Block trading venue Liquidnet, cut its workforce by 35, according to sources. The layoffs included sales traders and technology specialists.
The recent equities trading slowdown was why, a source told Traders Magazine. He added the cuts represented about 15 percent of Liquidnet’s workforce.
"On Thursday of last week they let people go," a brokerage exec said. "It affected people from all parts of the firm from what I hear."
A call to the company was not returned at press time.
A trading desk head in New York confirmed the brokerage exec’s report.
"The cuts were across the board. IT, sales and trading, techs – gone," the desk executive said. "And I think this is the tip of the iceberg."
If trading volume remains low, he added, more firms would likely cut staff to bolster balance sheets and maintain profits made this year. Attrition is the easiest and likely the only way to combat the equity trading slowdown, he said.
"The Street needs to cut back staffing given the volume we’re seeing," the trading exec said. "What else are you going to do?
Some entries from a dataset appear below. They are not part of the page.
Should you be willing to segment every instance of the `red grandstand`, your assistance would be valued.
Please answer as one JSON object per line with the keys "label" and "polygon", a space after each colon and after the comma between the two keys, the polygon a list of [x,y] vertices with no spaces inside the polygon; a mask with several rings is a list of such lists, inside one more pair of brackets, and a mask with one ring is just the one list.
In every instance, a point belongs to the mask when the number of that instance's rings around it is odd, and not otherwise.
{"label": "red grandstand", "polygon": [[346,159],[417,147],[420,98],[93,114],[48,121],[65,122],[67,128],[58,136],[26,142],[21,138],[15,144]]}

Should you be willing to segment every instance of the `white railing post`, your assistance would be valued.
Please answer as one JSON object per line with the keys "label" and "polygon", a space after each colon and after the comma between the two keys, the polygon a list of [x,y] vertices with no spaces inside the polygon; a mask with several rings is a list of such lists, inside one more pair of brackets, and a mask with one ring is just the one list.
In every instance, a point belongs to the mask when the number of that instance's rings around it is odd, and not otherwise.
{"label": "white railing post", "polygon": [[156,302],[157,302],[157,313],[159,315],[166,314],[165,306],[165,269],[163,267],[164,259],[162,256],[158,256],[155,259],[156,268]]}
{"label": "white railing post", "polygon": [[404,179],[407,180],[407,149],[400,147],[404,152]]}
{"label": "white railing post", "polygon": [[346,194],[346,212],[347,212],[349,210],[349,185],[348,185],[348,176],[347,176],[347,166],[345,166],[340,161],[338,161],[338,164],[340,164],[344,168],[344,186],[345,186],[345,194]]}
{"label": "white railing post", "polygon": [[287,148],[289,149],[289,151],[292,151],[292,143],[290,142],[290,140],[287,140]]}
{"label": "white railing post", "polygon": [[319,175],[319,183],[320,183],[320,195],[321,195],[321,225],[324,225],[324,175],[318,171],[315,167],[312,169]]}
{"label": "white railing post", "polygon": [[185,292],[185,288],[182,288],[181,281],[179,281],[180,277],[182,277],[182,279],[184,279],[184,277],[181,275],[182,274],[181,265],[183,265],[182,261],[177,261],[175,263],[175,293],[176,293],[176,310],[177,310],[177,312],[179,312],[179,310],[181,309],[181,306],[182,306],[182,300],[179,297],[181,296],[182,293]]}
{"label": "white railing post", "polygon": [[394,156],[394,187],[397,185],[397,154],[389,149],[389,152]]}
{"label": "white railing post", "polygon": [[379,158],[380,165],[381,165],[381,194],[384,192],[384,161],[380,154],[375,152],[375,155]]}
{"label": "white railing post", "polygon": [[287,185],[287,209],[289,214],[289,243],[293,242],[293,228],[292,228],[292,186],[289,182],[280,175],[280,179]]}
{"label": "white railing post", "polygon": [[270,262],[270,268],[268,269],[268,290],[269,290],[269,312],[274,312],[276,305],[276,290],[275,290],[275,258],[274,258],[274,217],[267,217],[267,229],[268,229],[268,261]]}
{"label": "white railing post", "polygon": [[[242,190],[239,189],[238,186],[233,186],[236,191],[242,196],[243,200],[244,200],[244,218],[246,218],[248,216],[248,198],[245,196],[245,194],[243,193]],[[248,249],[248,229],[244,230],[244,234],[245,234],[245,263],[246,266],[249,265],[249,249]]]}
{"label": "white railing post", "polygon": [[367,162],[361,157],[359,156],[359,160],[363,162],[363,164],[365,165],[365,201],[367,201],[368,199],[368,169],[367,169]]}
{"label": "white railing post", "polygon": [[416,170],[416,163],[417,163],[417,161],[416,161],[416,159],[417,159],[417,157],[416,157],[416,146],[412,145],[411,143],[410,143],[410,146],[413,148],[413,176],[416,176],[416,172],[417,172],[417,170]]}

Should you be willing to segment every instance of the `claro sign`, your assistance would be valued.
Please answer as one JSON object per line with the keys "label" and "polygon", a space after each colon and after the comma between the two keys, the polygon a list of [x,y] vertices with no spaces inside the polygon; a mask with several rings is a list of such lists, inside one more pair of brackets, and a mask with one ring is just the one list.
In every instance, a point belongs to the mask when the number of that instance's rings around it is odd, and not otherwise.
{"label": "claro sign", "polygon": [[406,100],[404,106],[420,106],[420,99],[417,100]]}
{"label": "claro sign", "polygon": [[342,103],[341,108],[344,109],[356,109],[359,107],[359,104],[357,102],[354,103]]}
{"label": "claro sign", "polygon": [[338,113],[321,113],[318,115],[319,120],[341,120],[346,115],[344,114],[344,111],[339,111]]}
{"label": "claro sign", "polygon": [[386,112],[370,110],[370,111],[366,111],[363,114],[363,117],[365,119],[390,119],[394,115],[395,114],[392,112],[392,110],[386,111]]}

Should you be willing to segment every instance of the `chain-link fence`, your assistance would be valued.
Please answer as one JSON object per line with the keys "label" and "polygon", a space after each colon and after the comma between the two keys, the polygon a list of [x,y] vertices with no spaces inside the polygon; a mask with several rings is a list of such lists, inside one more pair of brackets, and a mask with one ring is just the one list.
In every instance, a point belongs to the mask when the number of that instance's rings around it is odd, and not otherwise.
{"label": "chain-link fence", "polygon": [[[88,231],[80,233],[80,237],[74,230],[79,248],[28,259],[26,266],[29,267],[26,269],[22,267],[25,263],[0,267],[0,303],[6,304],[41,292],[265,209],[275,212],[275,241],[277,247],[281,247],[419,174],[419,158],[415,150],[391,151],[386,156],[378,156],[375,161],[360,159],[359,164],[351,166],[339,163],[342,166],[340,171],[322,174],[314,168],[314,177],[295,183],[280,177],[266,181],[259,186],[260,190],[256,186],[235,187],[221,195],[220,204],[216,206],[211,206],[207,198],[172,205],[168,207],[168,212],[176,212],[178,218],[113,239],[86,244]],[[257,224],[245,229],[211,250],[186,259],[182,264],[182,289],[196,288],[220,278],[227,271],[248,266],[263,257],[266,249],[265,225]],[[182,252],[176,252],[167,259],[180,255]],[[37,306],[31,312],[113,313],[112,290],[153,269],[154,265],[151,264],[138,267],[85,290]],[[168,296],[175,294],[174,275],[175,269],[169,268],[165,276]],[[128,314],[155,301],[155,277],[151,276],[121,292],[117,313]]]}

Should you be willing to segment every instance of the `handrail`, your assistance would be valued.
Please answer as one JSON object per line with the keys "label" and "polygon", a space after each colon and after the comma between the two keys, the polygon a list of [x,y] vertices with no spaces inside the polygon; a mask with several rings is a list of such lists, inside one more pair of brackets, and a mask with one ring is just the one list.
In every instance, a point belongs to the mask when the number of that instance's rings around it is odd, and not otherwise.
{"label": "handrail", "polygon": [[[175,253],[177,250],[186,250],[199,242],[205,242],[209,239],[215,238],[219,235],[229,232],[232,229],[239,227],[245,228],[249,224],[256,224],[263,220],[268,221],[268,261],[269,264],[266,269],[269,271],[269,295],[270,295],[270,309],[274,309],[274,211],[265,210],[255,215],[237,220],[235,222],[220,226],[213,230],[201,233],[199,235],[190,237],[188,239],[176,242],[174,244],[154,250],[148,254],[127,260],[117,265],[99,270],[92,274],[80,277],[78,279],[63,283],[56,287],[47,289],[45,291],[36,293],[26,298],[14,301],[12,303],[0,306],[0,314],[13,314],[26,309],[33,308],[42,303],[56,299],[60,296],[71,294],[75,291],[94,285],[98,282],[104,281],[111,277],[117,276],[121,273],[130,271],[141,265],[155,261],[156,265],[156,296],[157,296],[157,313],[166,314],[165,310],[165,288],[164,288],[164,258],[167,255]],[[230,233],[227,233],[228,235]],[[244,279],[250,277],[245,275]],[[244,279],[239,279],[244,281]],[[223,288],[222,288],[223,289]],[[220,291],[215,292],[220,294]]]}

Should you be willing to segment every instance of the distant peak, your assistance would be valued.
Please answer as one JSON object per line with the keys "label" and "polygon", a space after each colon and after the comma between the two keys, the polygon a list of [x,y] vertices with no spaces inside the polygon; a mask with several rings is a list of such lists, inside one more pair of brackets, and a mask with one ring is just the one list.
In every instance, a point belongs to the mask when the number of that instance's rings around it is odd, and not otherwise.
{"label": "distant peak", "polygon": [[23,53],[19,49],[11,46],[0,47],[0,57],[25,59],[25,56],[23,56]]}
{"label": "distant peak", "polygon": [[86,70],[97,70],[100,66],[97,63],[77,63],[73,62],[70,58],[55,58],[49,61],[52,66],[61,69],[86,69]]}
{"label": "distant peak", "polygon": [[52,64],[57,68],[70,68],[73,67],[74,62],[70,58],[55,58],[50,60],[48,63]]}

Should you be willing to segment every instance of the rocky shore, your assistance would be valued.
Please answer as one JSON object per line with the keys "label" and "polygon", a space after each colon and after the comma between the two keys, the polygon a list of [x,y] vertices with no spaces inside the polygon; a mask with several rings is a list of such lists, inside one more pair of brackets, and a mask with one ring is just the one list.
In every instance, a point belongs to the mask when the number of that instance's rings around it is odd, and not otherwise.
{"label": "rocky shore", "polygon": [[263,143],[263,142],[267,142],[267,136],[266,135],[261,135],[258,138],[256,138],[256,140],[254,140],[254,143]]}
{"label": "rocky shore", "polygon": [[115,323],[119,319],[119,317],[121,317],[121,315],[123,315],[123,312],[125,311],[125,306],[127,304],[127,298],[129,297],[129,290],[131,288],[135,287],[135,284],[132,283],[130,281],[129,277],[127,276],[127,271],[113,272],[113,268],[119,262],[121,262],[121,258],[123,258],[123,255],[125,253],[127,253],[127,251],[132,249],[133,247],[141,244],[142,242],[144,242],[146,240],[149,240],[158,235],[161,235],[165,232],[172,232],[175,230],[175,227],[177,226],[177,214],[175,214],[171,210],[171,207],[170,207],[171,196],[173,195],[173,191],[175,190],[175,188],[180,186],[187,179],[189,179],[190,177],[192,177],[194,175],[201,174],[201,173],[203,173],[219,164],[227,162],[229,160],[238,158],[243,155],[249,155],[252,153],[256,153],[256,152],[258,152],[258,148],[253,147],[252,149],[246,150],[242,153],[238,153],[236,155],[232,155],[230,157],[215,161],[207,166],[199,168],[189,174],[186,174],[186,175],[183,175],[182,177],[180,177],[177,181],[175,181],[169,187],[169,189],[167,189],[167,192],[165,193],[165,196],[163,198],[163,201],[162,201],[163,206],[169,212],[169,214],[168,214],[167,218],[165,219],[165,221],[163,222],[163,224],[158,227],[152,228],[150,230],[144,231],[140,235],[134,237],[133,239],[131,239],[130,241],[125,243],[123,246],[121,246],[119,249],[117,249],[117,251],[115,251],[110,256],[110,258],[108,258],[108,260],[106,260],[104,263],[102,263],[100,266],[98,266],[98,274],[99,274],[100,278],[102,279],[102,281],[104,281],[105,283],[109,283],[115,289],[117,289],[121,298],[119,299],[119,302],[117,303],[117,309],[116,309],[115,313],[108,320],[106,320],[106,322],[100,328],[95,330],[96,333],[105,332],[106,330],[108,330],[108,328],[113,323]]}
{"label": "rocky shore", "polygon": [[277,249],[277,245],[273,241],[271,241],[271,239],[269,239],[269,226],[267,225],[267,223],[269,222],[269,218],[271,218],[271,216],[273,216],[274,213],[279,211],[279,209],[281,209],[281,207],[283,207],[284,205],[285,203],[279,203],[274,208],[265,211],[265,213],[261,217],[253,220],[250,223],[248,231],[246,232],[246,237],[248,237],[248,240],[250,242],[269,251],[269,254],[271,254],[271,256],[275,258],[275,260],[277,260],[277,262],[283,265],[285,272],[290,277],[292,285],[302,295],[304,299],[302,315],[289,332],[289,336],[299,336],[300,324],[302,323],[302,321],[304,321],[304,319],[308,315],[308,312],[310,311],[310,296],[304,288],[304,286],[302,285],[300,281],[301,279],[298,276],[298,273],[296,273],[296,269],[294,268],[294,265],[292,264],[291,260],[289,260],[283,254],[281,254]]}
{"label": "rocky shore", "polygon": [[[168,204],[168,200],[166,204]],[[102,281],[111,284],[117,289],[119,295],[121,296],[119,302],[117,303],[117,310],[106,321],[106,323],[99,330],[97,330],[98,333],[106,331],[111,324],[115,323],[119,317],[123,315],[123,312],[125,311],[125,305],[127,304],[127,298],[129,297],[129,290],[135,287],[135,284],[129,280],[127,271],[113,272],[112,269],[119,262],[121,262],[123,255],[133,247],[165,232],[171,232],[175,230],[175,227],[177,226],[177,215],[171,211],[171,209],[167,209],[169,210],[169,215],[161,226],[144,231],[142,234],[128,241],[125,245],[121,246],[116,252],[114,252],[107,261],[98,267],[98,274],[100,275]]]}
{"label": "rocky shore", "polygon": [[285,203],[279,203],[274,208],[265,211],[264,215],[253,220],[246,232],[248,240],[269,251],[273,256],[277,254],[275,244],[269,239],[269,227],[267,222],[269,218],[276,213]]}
This is the only thing to do."
In June, Steve Greenblatt, head of issuer services and equity capital markets, and Scott Harrison, global head of product, departed Liquidnet. The company said they were pursuing new opportunities.
The downsizing was related to the recent troubles the dark pool had with the Securities and Exchange Commission, another trading source said.
Earlier this summer, the SEC was investigating how the block trading venue handled and protected order client trading information
"There was some lingering fallout from the investigation," the source said.
But low trading volume has also hurt the firm, he added.
According to Liquidnet, it has since redressed the issues brought up by the SEC. It said the the venue no longer discloses certain information about clients or their orders.